Flying back from Brazil last week through a long dark night of turbulence in the plaintive wake of Hurricane Bertha, one prevailing thought endured as I clutched the arm rest mercilessly - this bastard plane best not go down before I get to see Kate Bush in concert next week.
To understand such anxiety, one needs to put her live comeback after 30 years in the context of a life-long devotion. I'm sure I'm not alone in having such thoughts since the unlikely announcement back in March, when I had to check the date wasn't April 1st, such was the improbability of it all.
I'm going to come out. You see, my love affair with Kate Bush has been one of the longest and most enduring of my life. The intimacy we share is one that is comparable to that with closest friends and family, and is one that represents a belief in a better self, a better world, even transcending the dull minutiae of life itself. So what if I've never even met her?
I've scrapped this piece numerous times for being too dithyrambic on the page. But how does one best sum up in so few words the impact she's had on my interior world without sounding deranged. But alas, by believing truly in someone's greatness, you believe in your own greatness, or at least fantasise it, thus elevating you to a higher place. That's the crux of fan worship.
The singer John Grant spoke recently of his fondness for Elizabeth Fraser of the Cocteau Twins in such illuminating terms that could be applied equally to Kate and her fans. He said: 'Back then, she had the power to transport people out of ugly places. She took people out of their ugliness long enough for them to get perspective.'
As an idolater, it was no surprise I'd be drawn to Kate in my formative years. There are those who smirk at this type of love affair and belittle those who hero worship. They'll say it's a mere obsession with an exalted stranger, exacerbated by a lack of meaningful relationship in ones past, or even ones present. I say - so what? What's wrong with a love that can be controlled on your own terms, to a degree. And when it fills your life with so much joy and richness, where is the harm?
As a sequestered teen in the rural Lancashire hinterlands, her records were manna from heaven to me. As Deborah Orr wrote in The Guardian: 'Bush was so poised, so sophisticated, such a seductive messenger of the big, messy, complicated world out there.'
And it's true. During adolescence she was both an education and a musical revelation. Hers was the perfect soundtrack to nascent youth. And I fell hard for her ethereal charms as her songs triggered my imagination, consoling and inspiring. They delved into the dark recesses of the heart and spoke of monstrous passions, sexual awakening and romantic yearnings.
Much of her oeuvre defies definition but through her work, one could discover what it means to be human. Who else had the ability for such diverse narrative viewpoints in their songs, and with such astonishing aplomb? She was a mix of Bronte, Keats, Kubrick and Mozart rolled into one; a musical auteur in an industry of vapid puppets and one-dimensional mundanity.
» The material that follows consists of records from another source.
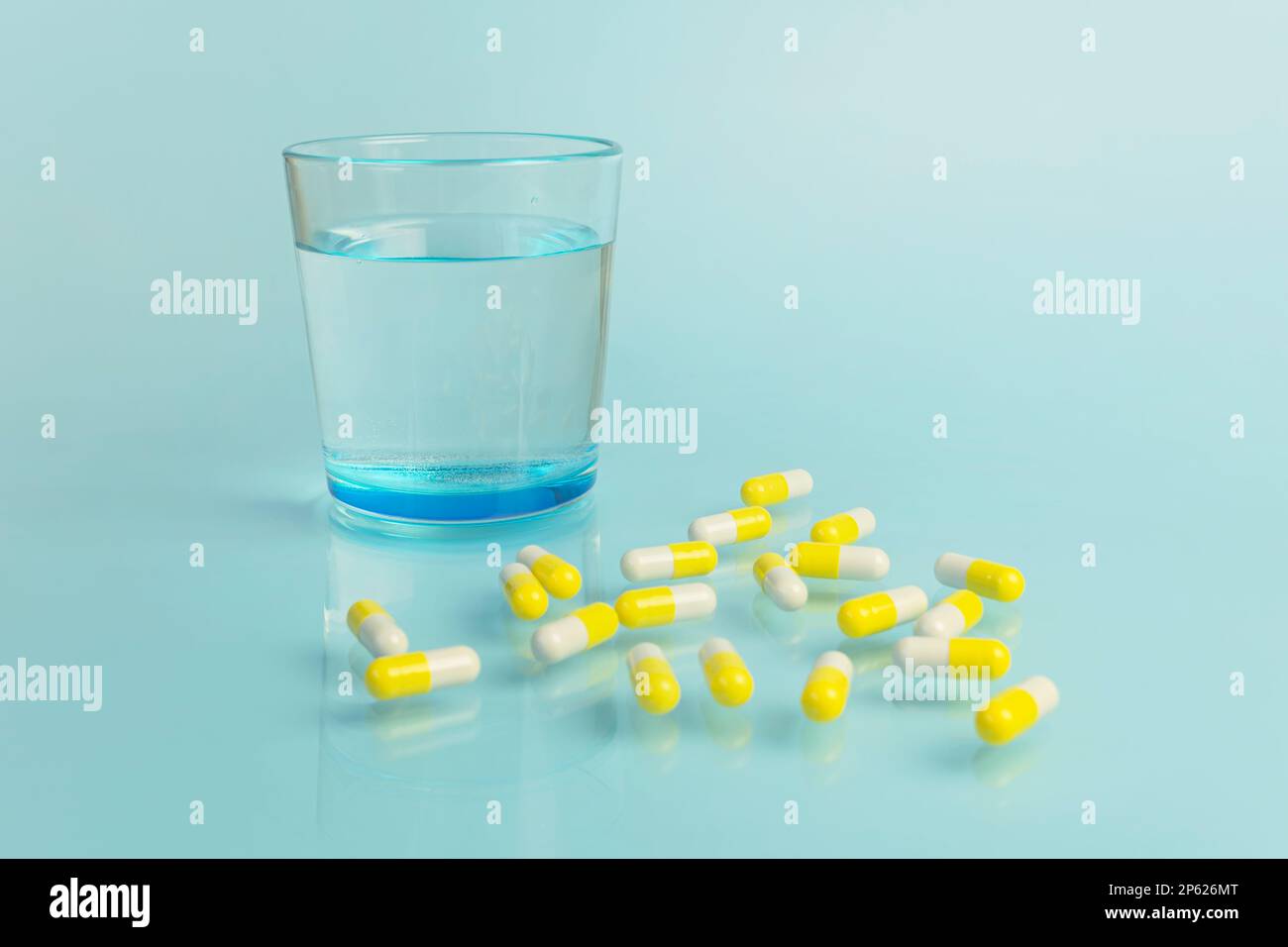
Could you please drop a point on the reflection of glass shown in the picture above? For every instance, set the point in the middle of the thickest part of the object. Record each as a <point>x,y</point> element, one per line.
<point>415,776</point>
<point>456,295</point>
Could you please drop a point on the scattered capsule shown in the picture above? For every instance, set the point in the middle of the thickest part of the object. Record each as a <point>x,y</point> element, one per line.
<point>881,611</point>
<point>420,672</point>
<point>677,561</point>
<point>951,617</point>
<point>665,603</point>
<point>376,629</point>
<point>523,591</point>
<point>728,678</point>
<point>833,561</point>
<point>953,652</point>
<point>983,578</point>
<point>561,579</point>
<point>656,686</point>
<point>1016,710</point>
<point>845,527</point>
<point>771,488</point>
<point>735,526</point>
<point>575,633</point>
<point>780,581</point>
<point>827,686</point>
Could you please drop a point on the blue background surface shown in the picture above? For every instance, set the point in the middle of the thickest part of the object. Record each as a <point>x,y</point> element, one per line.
<point>768,169</point>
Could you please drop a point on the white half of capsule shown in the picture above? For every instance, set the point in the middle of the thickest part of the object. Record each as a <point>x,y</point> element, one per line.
<point>837,660</point>
<point>712,647</point>
<point>451,667</point>
<point>648,564</point>
<point>559,639</point>
<point>866,564</point>
<point>864,519</point>
<point>514,569</point>
<point>529,554</point>
<point>951,570</point>
<point>941,621</point>
<point>719,530</point>
<point>381,635</point>
<point>1043,692</point>
<point>799,483</point>
<point>694,600</point>
<point>919,652</point>
<point>910,602</point>
<point>785,587</point>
My first exposure to Kate's music was in a children's TV show in 1986 called Running Scared that used Running Up That Hill as its theme tune. Its hypnotic and haunting percussive opening had a lasting impression, as did her album The Sensual World a few years later, which I found on cassette in my local library. It was like discovering a diamond in a pig's arse. Its inlay cover was battered and all mucky fingerprints but I didn't care. It was the sonic gateway from which a fruitful and at times challenging relationship developed.
All these years later she's still one of those rare artists to retain an air of mystery and magic which is what music-consuming used to be about - before the immediacy of downloads, social media and the insipid laundry-airing celebrity world. By not capitulating to the demands of the record industry and a voracious public, she's led a quiet and ordinary life away form the limelight, thus achieving an extraordinary mythic status.
Amazingly, little has been revealed about these gigs and that is why there's a very acute sense of excitement about them. I feel about them like I did when I was a child counting the days for one of my favourite artists to release a new LP, before cycling to Woolworths with a couple of quid in my grubby pocket.
I've no doubt her live show will be just as compelling and confounding as her records, not to mention subversive, inventive, beautiful and surreal. Surreal because standing in our midst will be Kate at last, perhaps having realized it was an utter betrayal to her songs not to breathe life into them in a live setting. By doing so now, she can reconfigure unperformed classics before a new and eager audience. It'll be akin to a quasi-religious experience.
Having always sung directly to me - or so I like to think, it will be tough sharing her with thousands of others. Like discovering my secret love has been cheating on me and is no longer mine. But it's a small price to pay.
As so many have described her before; the irrepressible; the inimitable; the enigmatic; the utterly individual; the unrivalled; the genius that is... Our Kate. I'll be waiting for her fervently. But no longer just in my bedroom with her on the stereo, but in Hammersmith. And, for better or worse, we'll no longer be alone.